My first introduction to Leica cameras was when I first started my newspaper career in the mid-1970s. A fellow who had a picture framing shop next to the newspaper office loaned me his two Leica M4's along with a 35mm Summilux and a 90mm Tele-Elemarit. I was hooked I tell ya! I was young and didn't have the money to afford a Leica at the time. Then I moved to Brampton Ontario where I was employed at my first daily newspaper job. I was making a bit more money, so took I the plunge into Leica. I bought an M4-2 and an M4-P with three lenses ( 21-35-90mm). I jumped right and used the equipment full time for my newspaper work, I still ended up using my Nikon as I needed something longer than 90mm. It was challenging, to say the least, after about 3 months I went back to full Nikon SLR gear, it was quite a bit to pack around the two Leicas plus lenses and a third Nikon camera with two telephoto lenses.

So I sold the two Leica camera bodies, but wait I wasn't finished yet with the Leica! I bought an M2 and an M3, they were quite cheap back then in the $200 to $300 range. I used those for my personal work on my time off. By the mid 80's I was back in my home province of British Columbia, and the Leica M2 and M3 along with lenses were sold so I could get into large format. Then one day about 9 years ago I saw this beautiful old Leica III from 1936 in a camera shop in Victoria, I bought that and used it for about 7 years or so, it was a lovely camera.

At the beginning of the post here I mentioned that I had my first introduction to Leica cameras back in the mid-1970s when a fellow loaned me his two M4's? Well a year or so ago I met up with him and he still owned them and he wanted me to have them, so I got an incredible deal. I truly appreciate that it's nice to have the very same Leica cameras and lenses that I first tried 43 or so years ago.

I found I really did like RF for reportage sort of work, and started with Leica in my newspaper days. Also they were good travel cameras but for "less secure" destinations I also had a Leica CL, which is a sort of crummy camera, but small, cheaper and not as crummy as a CLE (sorry, I hate the meter on those)

So like many journalist photographers I had Nikons and Leicas. And as films improved the superior lenses became more and more apparent.

But of course that was before good AF and electronic viewfinders.

I don't do enough reportage to justify a digital Leica, and travel photos are not enough to make me tempted.

And even the optical advantages of Leica lenses seem less important on digital.

And the two Leicas you show above, which are the ones that I have, are really great choices. Beautiful and the right tools, at least in my view. I will not be getting rid of either. Even though I have not used them in years.

I also have a nice 200+ sq/ft darkroom with multiple enlargers and contact printers and.... Not using it and never really have used it for the sort of B&W I hope you do. But I hope to some time.

A dozen years or so ago I visited with Kenneth Snelson, and he still has a perfectly set up darkroom for working with 16" x 12' film and printing, unused for 20 years at that time. It was in Manhattan so it's a quite expensive space. But it's nice to think he could just pull out the old giant camera and be ready to process and print, heck the his rolls of AZO paper are still good and irreplaceable. He probably will not, but he could.

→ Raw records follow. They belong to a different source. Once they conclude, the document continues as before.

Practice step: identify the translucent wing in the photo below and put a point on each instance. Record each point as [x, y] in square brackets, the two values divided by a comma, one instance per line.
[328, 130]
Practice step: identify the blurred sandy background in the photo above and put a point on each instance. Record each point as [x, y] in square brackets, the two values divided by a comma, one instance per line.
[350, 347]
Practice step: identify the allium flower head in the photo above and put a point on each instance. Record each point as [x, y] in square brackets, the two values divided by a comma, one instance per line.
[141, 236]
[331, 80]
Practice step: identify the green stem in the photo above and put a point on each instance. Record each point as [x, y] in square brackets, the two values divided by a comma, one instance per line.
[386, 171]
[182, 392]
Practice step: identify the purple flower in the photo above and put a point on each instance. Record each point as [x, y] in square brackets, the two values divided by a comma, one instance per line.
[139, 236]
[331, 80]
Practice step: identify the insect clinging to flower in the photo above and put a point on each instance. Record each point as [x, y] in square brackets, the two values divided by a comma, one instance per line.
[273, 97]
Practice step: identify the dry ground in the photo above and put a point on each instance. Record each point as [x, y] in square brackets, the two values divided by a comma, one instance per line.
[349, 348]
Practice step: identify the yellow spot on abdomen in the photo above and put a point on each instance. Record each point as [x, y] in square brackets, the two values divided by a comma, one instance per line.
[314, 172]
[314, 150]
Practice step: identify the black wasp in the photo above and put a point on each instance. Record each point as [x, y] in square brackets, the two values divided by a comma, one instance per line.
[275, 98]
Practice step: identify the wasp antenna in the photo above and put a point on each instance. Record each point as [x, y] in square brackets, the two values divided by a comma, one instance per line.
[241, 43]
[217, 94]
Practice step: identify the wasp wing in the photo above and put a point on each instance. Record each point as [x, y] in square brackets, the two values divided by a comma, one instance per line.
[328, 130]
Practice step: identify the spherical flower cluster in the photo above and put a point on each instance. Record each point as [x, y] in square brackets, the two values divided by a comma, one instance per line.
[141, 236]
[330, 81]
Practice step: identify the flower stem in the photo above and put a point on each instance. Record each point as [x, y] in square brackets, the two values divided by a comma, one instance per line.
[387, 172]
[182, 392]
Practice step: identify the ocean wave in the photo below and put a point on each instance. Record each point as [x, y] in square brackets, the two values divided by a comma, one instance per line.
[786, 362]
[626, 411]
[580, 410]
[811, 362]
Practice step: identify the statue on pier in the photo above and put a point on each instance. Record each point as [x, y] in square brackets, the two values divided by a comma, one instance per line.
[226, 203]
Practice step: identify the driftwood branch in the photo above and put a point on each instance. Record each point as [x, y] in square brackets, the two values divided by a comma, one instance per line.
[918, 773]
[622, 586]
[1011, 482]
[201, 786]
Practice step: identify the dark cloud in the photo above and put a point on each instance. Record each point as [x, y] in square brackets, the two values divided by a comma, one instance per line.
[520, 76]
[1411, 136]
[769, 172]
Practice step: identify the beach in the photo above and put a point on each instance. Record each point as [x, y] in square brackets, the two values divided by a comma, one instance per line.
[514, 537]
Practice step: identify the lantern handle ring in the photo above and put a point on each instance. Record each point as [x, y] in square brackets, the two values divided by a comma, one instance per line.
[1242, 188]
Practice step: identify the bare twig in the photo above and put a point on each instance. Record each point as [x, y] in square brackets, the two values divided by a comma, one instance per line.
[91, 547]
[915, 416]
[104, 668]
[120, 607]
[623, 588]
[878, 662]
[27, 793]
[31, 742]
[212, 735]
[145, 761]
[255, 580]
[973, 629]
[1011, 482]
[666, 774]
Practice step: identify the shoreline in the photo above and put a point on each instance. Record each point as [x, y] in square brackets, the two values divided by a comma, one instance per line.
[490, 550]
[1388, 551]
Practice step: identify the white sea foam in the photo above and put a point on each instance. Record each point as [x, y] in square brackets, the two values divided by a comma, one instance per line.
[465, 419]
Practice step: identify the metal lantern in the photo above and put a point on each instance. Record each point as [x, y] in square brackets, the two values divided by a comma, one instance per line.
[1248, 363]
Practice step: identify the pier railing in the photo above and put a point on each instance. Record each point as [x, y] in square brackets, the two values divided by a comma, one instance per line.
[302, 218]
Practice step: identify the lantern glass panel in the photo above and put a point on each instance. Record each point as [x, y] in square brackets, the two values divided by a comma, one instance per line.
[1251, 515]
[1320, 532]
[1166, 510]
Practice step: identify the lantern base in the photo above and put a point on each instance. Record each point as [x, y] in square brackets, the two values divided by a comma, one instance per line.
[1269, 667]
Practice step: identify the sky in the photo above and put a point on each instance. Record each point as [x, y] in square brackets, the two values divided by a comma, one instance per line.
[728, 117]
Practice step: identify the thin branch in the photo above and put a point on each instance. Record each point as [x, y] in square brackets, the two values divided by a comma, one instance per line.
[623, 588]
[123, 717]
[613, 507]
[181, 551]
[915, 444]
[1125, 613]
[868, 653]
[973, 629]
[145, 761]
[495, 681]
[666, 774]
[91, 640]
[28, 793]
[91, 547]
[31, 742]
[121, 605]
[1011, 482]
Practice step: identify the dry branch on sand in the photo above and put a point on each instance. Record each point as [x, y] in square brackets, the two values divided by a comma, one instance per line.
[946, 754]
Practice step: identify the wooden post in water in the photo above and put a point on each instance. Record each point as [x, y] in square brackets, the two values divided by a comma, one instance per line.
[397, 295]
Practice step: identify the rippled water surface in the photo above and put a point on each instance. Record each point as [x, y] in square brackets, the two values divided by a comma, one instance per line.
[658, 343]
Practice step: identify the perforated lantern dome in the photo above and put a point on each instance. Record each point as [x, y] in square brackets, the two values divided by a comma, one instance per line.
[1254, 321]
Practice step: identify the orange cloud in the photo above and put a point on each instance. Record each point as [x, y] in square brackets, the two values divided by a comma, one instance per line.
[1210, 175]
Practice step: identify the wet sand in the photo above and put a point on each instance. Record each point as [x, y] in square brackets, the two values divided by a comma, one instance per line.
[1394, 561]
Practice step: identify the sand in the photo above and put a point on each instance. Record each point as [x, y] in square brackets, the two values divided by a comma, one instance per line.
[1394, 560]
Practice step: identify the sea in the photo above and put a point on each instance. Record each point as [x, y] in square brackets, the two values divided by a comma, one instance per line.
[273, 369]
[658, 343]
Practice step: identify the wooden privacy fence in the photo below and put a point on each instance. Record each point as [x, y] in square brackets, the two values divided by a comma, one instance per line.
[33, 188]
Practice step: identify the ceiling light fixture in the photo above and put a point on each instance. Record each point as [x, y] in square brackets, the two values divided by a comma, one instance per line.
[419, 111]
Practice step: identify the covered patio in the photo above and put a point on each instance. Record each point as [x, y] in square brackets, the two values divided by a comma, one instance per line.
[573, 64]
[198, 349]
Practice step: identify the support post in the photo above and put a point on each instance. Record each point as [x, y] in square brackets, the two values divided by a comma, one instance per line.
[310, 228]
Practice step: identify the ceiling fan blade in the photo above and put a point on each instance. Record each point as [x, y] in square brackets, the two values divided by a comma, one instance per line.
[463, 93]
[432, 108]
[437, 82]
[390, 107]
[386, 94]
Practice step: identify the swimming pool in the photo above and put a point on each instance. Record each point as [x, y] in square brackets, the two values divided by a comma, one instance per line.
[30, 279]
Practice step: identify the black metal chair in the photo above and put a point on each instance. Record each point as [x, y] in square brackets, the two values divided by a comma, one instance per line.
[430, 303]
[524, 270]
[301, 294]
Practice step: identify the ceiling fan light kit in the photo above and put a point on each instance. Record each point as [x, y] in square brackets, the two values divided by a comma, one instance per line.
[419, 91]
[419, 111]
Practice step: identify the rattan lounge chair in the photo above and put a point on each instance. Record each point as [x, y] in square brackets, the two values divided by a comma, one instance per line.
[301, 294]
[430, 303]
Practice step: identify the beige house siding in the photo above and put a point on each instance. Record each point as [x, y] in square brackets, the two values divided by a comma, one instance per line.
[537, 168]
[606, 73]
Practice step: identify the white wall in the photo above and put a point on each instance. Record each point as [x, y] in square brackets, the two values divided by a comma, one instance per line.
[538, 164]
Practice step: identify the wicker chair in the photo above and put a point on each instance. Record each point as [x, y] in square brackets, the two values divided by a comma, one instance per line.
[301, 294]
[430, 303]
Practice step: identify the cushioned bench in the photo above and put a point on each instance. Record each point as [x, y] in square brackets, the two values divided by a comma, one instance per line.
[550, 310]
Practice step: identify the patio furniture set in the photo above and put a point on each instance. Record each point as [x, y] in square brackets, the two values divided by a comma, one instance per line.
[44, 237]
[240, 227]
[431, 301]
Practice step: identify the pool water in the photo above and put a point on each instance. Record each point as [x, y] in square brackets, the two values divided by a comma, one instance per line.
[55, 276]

I recognize both those looks, yeah. Though I get both in film and both in digital.

And then there are preferences. The second is a bit darker than I mostly like for portraits, and it seems a bit too contrasty maybe.

The first is just overexposed :-). Dial back a bit, then do a curves adjustment based on important facial points. And probably vignette or just mask and reduce the background, it's distracting.

Opinions R Us!

If market prices are a measure, I think people also like the Contax G1/G2. A lot.